PITTSBURGH (AP) — Gregory Campbell, Benoit Pouliot and Tyler Seguin scored, Tim Thomas stopped 45 shots, and the surging Boston Bruins kept rolling with a 3-1 win over the Pittsburgh Penguins on Monday night.

The Bruins improved to 14-0-1 in their last 15 games, their longest point streak since the club went 17 games without a loss in 1983. The defending Stanley Cup champions clamped down on the Eastern Conference-leading Penguins, holding star Sidney Crosby scoreless and dominating the game for long stretches.

Matt Cooke scored his sixth goal of the season for Pittsburgh, but the Penguins went 0-for-4 on the power play and squandered a pair of 5-on-3 opportunities.

Boston had no such issues. Seguin’s power-play goal early in the third period gave the Bruins a 3-0 lead, and Thomas had little trouble making it hold up while winning his 10th straight game.

The Bruins hardly looked like the team that slumped out of the gate in October. They’ve righted themselves over the last month, roaring to the top of the Northeast Division lead with a nearly flawless November, winning 12 of 13 games and grabbing a point in a shootout loss to Boston. They haven’t lost in regulation since dropping a 4-2 decision in Montreal on Oct. 29, the longest streak of earning at least one point in a game since 1983.

While praising his team’s resilience, Boston coach Claude Julien pointed to this week’s three-game in four-day stretch as a better litmus test for how far the Bruins have come. Boston travels to Winnipeg on Tuesday before hosting Southeast Division-leading Florida on Thursday.

Judging by the way they pushed the Penguins around, the Bruins are more than up to the task.

The Penguins came in 5-1-1 since Crosby returned from concussion-like symptoms two weeks ago, yet they found little room to maneuver in a game more suited to April than December.

Boston kept the former MVP in check — he finished with five shots in just over 21 minutes of ice time — and never let Pittsburgh’s high-powered attack get in gear, even on the power play.

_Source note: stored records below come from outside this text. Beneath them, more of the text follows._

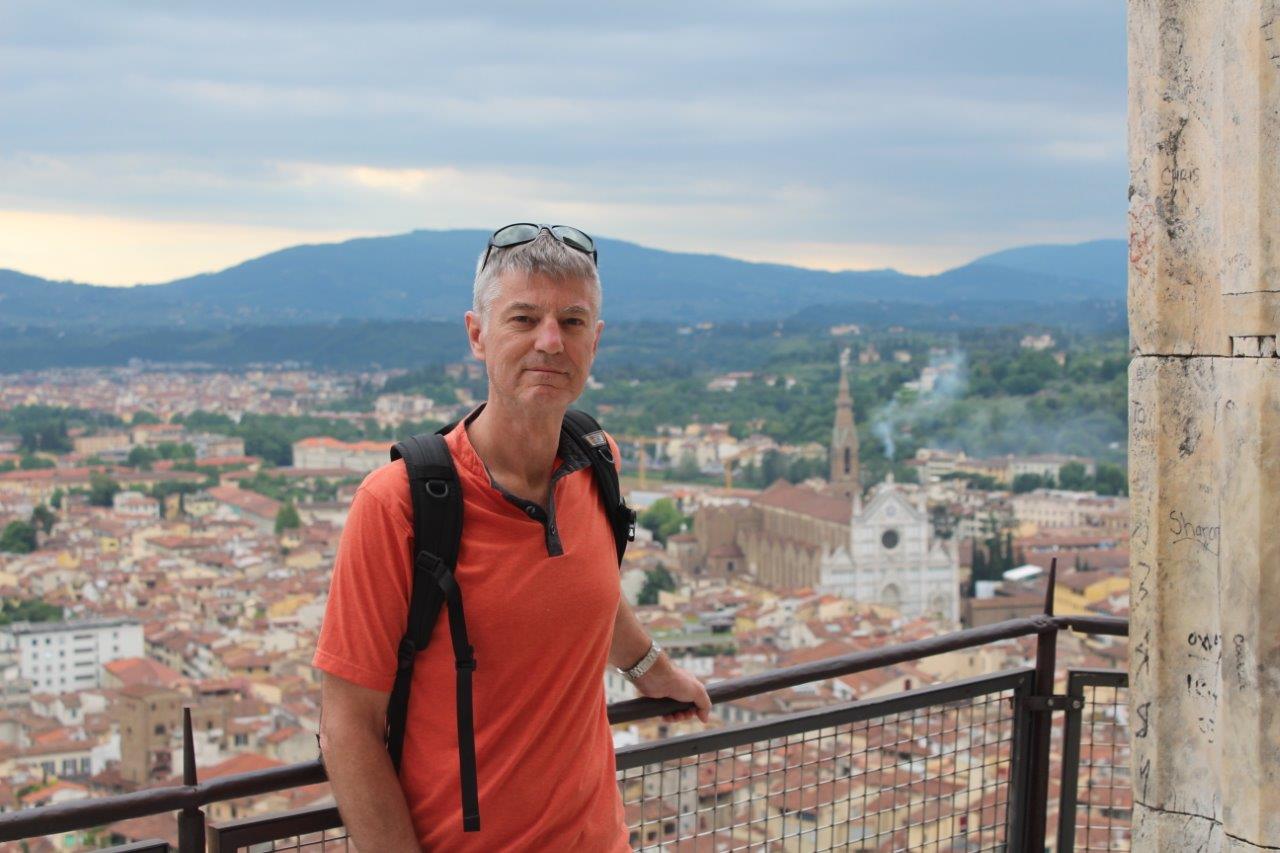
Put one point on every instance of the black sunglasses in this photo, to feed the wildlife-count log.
(526, 232)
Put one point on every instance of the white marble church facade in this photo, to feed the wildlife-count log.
(894, 559)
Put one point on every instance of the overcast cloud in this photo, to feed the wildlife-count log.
(147, 141)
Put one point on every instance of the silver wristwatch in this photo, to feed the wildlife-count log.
(644, 664)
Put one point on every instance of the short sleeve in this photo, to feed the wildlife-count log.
(368, 609)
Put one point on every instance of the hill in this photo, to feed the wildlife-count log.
(425, 276)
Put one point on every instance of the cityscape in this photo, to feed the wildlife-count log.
(151, 562)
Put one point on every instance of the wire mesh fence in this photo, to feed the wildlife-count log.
(905, 774)
(1096, 780)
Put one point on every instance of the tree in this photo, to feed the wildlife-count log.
(656, 580)
(1111, 479)
(42, 518)
(28, 610)
(287, 519)
(101, 488)
(141, 457)
(1073, 477)
(18, 537)
(663, 519)
(1024, 483)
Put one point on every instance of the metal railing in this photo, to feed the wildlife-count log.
(964, 765)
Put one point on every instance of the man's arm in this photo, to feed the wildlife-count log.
(369, 796)
(664, 680)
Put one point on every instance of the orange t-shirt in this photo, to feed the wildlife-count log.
(542, 626)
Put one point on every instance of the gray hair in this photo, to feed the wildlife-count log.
(544, 255)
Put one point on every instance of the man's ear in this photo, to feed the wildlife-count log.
(474, 328)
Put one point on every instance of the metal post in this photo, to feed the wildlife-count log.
(1070, 763)
(1041, 729)
(191, 820)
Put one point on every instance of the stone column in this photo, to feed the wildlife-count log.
(1205, 423)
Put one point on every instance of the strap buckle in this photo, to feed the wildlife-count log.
(405, 653)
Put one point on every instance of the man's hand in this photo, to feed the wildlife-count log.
(666, 680)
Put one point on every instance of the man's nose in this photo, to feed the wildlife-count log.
(549, 336)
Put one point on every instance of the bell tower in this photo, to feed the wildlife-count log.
(845, 475)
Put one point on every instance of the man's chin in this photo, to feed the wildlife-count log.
(545, 396)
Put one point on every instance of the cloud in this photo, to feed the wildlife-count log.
(814, 132)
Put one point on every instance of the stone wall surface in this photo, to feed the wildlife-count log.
(1205, 423)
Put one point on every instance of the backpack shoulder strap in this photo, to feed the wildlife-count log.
(437, 496)
(585, 432)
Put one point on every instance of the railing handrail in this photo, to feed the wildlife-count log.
(86, 813)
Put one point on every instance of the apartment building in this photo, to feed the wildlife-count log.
(63, 657)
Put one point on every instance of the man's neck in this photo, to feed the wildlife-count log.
(517, 446)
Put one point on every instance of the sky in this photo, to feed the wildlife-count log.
(141, 141)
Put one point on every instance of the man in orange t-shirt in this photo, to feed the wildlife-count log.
(539, 575)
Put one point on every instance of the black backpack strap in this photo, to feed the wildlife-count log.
(590, 439)
(437, 497)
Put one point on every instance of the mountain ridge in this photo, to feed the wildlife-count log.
(423, 276)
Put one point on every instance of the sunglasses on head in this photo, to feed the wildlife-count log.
(526, 232)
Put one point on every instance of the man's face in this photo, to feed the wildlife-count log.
(538, 340)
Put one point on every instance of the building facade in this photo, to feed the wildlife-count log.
(881, 551)
(64, 657)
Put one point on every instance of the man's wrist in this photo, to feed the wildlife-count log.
(644, 665)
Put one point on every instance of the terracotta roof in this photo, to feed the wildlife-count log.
(324, 441)
(251, 502)
(807, 501)
(141, 670)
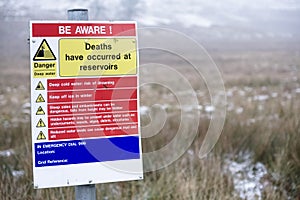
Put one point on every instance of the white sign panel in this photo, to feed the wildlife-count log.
(85, 103)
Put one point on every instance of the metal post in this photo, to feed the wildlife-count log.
(82, 192)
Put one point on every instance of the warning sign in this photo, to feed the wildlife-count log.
(41, 136)
(82, 57)
(40, 99)
(40, 111)
(84, 97)
(40, 124)
(44, 52)
(40, 86)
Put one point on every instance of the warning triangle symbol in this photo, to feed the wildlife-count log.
(40, 99)
(44, 52)
(41, 136)
(40, 86)
(40, 124)
(40, 111)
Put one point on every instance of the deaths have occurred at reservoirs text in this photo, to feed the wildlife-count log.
(97, 56)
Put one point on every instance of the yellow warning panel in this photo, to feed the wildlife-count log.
(44, 69)
(41, 136)
(40, 111)
(40, 86)
(44, 52)
(40, 99)
(97, 57)
(40, 124)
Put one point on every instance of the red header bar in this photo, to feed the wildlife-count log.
(82, 29)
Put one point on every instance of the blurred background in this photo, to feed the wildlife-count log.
(256, 46)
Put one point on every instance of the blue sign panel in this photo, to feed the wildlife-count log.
(86, 151)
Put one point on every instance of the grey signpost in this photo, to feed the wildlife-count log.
(82, 192)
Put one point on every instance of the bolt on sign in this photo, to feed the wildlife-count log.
(85, 103)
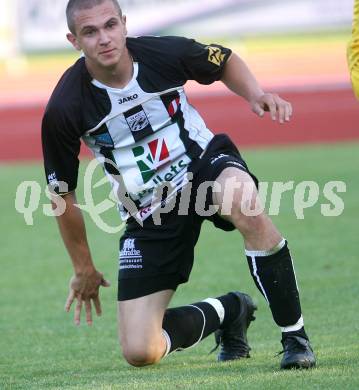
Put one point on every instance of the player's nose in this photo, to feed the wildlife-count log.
(104, 39)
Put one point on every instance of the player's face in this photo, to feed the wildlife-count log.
(100, 34)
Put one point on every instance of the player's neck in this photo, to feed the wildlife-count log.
(117, 76)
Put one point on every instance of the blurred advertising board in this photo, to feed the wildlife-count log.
(42, 24)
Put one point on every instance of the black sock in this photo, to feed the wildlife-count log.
(188, 325)
(231, 308)
(273, 273)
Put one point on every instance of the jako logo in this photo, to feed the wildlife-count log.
(158, 155)
(128, 99)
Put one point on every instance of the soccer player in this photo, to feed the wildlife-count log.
(125, 99)
(353, 51)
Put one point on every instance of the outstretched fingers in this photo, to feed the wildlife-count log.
(78, 309)
(88, 312)
(69, 301)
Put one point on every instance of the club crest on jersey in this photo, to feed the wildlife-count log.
(151, 157)
(215, 55)
(138, 121)
(173, 107)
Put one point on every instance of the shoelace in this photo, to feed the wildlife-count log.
(294, 348)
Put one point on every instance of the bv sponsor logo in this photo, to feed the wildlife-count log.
(128, 99)
(151, 157)
(215, 55)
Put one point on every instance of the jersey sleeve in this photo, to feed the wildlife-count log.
(61, 147)
(353, 51)
(204, 63)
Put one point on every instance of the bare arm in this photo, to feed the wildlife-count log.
(85, 284)
(239, 79)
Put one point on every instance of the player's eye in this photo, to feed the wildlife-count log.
(111, 24)
(89, 33)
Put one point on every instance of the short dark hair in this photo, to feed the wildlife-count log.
(75, 5)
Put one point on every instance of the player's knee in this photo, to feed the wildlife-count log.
(140, 354)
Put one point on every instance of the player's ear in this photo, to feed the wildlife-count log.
(124, 21)
(73, 40)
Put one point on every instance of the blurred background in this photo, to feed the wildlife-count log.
(296, 47)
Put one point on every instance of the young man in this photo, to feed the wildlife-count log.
(125, 99)
(353, 50)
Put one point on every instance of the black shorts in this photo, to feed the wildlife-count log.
(160, 257)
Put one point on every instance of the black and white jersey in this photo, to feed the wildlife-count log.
(147, 132)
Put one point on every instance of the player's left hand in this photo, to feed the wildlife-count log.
(277, 107)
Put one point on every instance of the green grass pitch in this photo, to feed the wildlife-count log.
(41, 348)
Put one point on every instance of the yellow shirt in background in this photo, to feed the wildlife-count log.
(353, 51)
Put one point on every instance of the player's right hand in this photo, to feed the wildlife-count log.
(84, 288)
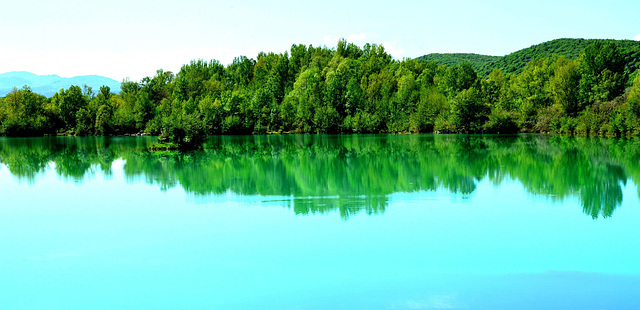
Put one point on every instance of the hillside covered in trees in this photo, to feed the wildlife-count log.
(349, 89)
(515, 62)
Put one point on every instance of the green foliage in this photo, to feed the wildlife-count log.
(515, 62)
(353, 90)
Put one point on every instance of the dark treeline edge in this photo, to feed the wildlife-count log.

The Penguins looked disorganized at times and dead in the water on others with the man advantage. They failed to score on a pair of 5-on-3s, including a listless full 2 minutes two-men up in the second period that produced only one quality scoring chance that Thomas easily turned away.

The Bruins controlled a tight first period, and Campbell gave them the lead 2:57 into the second, taking a feed from Daniel Paille and then chopping it past Pittsburgh’s Marc-Andre Fleury while getting whacked to the ice by Craig Adams.

Pouliot pushed the lead to 2-0 less than five minutes later, sizzling a wrist shot over Fleury’s glove. The Bruins kept pressing, with Seguin scoring his 13th of the season off a brilliant feed from Patrice Bergeron, the first power-play goal allowed by the Penguins in their last 10 games at Consol Energy Center.

Cooke briefly gave the Penguins life when he tapped in a pass from Joe Vitale to get Pittsburgh on the board with 9:04 remaining. Vitale backed up his assist by taking down Campbell in a spirited brawl shortly after the ensuing faceoff.

The Penguins started peppering Thomas, but the reigning Vezina Trophy winner had little trouble keeping the Bruins nearly perfect since Halloween as Pittsburgh struggled at times to get out of its own way. Crosby and linemate Chris Kunitz collided near center ice in the third period, with both players laying on the ice for several seconds before slowly making their way to the bench. Crosby’s head came nowhere near Kunitz or the ice on the play and he returned to action a couple of minutes later.

His presence, however, could do little to slow down the streaking Bruins, who pulled within one point of Pittsburgh in the conference standings.

NOTES: Jordan Caron and Steven Kampfer were scratched for the Bruins while Zbynek Michalek, Deryk Engelland and Richard Park were scratched by the Penguins. … Pittsburgh’s 23 shots in the third period were a season high. … The Penguins also played without D Kris Letang, who missed the game with a broken nose.